Now compute ALL descriptors at once.

In [None]:
# Compute all descriptors
df_features = descriptor_calc.compute_all(df)

print("Complete Feature Set:")
print("=" * 60)
print(f"Original columns: {len(df.columns)}")
print(f"Total columns: {len(df_features.columns)}")
print(f"New features: {len(df_features.columns) - len(df.columns)}")

print("\nAll columns:")
print(df_features.columns.tolist())

## 8. Descriptor Correlation Analysis

In [None]:
# Select numerical descriptors for correlation
descriptor_cols = [
    'band_gap', 'bandgap_deviation', 'sq_efficiency',
    'energy_above_hull', 'stability_score', 'formation_energy',
    'density', 'thermal_broadening'
]

# Remove any missing columns
descriptor_cols = [col for col in descriptor_cols if col in df_features.columns]

# Correlation matrix
viz = PVVisualization()
fig = viz.plot_descriptor_correlation(
    df_features,
    descriptor_cols,
    save_path='../figures/descriptor_correlation.png'
)
plt.show()

print("\n✓ Correlation matrix saved")

In [None]:
# Key correlations
corr_matrix = df_features[descriptor_cols].corr()

print("\nStrongest Correlations with SQ Efficiency:")
print("=" * 60)
sq_corr = corr_matrix['sq_efficiency'].abs().sort_values(ascending=False)
print(sq_corr.head(6))

print("\nPhysical Interpretation:")
print("- Band gap has strongest correlation (by design)")
print("- Stability matters less for theoretical efficiency")
print("- Thermal broadening captures temperature effects")

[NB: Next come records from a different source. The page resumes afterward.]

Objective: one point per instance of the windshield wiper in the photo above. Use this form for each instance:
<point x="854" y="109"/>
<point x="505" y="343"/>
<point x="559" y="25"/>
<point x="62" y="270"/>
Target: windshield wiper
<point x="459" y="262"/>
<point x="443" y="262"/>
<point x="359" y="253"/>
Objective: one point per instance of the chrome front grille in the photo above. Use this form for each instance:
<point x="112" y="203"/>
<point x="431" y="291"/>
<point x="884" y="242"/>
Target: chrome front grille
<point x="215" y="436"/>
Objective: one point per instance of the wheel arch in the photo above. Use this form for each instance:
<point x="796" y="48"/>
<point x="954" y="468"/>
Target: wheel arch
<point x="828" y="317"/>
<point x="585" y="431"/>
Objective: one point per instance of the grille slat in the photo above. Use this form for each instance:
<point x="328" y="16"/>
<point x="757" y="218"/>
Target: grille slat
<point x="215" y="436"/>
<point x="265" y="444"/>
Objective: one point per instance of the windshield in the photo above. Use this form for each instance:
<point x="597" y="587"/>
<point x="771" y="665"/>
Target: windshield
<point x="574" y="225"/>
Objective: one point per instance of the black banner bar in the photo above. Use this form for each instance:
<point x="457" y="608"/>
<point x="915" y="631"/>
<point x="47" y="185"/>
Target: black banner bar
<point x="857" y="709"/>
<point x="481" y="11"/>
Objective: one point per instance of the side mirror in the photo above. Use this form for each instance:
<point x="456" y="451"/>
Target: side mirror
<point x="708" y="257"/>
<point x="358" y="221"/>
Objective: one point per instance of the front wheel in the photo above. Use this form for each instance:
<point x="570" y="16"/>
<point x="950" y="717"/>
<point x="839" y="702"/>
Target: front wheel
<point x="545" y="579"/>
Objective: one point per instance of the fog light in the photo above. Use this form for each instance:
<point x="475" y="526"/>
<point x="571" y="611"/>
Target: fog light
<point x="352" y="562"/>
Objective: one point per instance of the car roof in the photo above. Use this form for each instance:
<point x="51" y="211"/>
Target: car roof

## 9. Spectral Response Example

In [None]:
# Compute spectral response for different band gaps
bandgaps = [1.1, 1.34, 1.7, 2.0]
colors = ['blue', 'green', 'orange', 'red']

fig, ax = plt.subplots(figsize=(8, 5))

for Eg, color in zip(bandgaps, colors):
    wavelengths, response = descriptor_calc.compute_spectral_response(Eg)
    ax.plot(wavelengths, response, label=f'Eg = {Eg} eV', 
           linewidth=2, color=color)

ax.set_xlabel('Wavelength (nm)', fontweight='bold', fontsize=11)
ax.set_ylabel('Spectral Response', fontweight='bold', fontsize=11)
ax.set_title('Spectral Response for Different Band Gaps', fontsize=12, fontweight='bold')
ax.legend(fontsize=10)
ax.grid(alpha=0.3, linestyle=':')
ax.set_xlim(300, 1200)

# Add solar spectrum regions
ax.axvspan(280, 400, alpha=0.1, color='purple', label='UV')
ax.axvspan(400, 700, alpha=0.1, color='yellow', label='Visible')
ax.axvspan(700, 1200, alpha=0.1, color='red', label='IR')

plt.tight_layout()
plt.savefig('../figures/spectral_response.png', dpi=300, bbox_inches='tight')
plt.show()

print("\n✓ Spectral response plot saved")
print("\nKey insights:")
print("- Lower Eg → absorbs more of solar spectrum (IR)")
print("- Higher Eg → better voltage but less current")
print("- Optimal Eg balances photon absorption and voltage")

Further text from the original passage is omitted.